Realizar-se-á uma análise do Direito sob o olhar mais crítico no seu contexto social a partir da conduta humana capaz de promover uma revolução e transformação na história ou mesmo transformá-la. A partir daí, serão postas em pauta as ideologias que formam o Sistema Jurídico que encontramos na sociedade e verificarmos a presença ou não da justiça, termo que se liga ao Direito de forma errônea por muitos.

 PALAVRAS-CHAVE: Direito. Conduta Humana. Revolução. Transformação. Ideologias. Sistema Jurídico. Justiça. 

ABSTRACT

Will perform an analysis of the law under the more critical in their social context from human conduct can bring about a revolution and transformation in history or even transform it. From there, they will be put on the agenda the ideologies that form the legal system that we find in society and verify the presence or absence of justice, a term that binds law erroneously by many.

KEYWORDS: Right. Human Conduct. Revolution. Transformation. Ideologies. Legal System. Justice.

INTRODUÇÃO

Ainda que o Brasil possua um extenso sistema normativo-jurídico que possua um dos objetivos não deixar lacunas e situações que estejam ocultos no Código, visando promover justiça e maior ordem no contexto social, há por detrás disso a maior lacuna que a grande maioria das pessoas não percebe: a lacuna entre a classe dominante e os dominados. E tal lacuna é gerada, alimentada pelo próprio sistema normativo, o qual é positivista e visa através das leis manterem sua hegemonia e poder em relação aos demais.

Um grande exemplo disso está em nossa própria bandeira: “Ordem e Progresso”. Por qual motivo o termo “ordem” vem antes do “progresso”? Seria possível ser o contrário? No sistema positivista não, o termo ordem deve vir primeiro. O principal é haver a ordem e quando existe ordem há a presença de quem ordena e quem é ordenado. O Estado e os membros do poder ordena, o resto da sociedade deve obedecer às ordens, para só assim, nessa concepção, haver progresso.

Nesse contexto surge uma visão que vai de encontro com esse “dogma” e abre margens para um novo modo de ver com um pulso mais social e humanístico, fala-se da visão marxiana quanto à práxis revolucionária.
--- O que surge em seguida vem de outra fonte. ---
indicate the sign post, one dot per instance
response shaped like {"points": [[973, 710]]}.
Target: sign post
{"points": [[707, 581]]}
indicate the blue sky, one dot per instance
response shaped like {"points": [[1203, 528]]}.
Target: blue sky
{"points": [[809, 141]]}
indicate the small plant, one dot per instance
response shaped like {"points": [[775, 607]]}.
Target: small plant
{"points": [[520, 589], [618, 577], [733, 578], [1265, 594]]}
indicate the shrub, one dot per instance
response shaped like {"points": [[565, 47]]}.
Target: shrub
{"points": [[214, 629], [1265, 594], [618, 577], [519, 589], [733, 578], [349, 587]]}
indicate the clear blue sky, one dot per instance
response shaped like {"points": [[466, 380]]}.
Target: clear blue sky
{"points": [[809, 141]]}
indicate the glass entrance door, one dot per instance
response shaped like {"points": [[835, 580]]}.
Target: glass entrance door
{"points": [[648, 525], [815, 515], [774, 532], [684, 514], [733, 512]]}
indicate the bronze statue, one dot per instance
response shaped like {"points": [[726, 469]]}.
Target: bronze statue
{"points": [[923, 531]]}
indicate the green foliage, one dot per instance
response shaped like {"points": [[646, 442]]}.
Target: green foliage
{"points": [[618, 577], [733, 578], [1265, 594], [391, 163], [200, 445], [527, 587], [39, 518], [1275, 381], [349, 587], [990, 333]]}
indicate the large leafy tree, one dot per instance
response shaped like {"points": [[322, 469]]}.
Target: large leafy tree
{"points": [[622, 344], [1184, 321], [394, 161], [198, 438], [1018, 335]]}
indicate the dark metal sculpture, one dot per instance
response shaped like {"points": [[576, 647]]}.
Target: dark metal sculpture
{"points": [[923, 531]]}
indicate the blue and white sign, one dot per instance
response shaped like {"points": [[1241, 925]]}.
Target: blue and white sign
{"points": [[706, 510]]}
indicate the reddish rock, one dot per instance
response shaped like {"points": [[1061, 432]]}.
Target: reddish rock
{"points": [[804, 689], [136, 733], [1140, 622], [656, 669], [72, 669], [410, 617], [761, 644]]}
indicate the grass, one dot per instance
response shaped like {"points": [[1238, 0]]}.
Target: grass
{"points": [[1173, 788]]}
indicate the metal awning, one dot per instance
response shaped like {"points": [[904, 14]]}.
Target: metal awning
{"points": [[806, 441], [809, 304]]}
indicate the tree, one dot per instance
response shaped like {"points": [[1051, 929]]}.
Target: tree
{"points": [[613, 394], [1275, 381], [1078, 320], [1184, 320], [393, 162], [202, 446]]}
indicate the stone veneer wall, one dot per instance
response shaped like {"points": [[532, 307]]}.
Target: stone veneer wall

Uma práxis transformadora que não se acomoda, mas que luta e transforma o contexto que vive.

Os conceitos e observações de Marx, como toda ideologia que vai contra uma ideologia dominante, são vistos muitas das vezes como perigosas, radicais e fora da realidade, porém ao serem postas em prática podem ser vistas com outros olhos. Fazendo um link com nossa sociedade, se tivermos uma práxis revolucionária, se nos dispusermos a não aceitamos mais a corrupção, a violência exacerbada, as leis com alto teor positivista, e irmos de frente com os interesses individuais e egoístas da classe dominante, talvez as coisas fossem bem diferentes para as gerações que ainda estão por vir.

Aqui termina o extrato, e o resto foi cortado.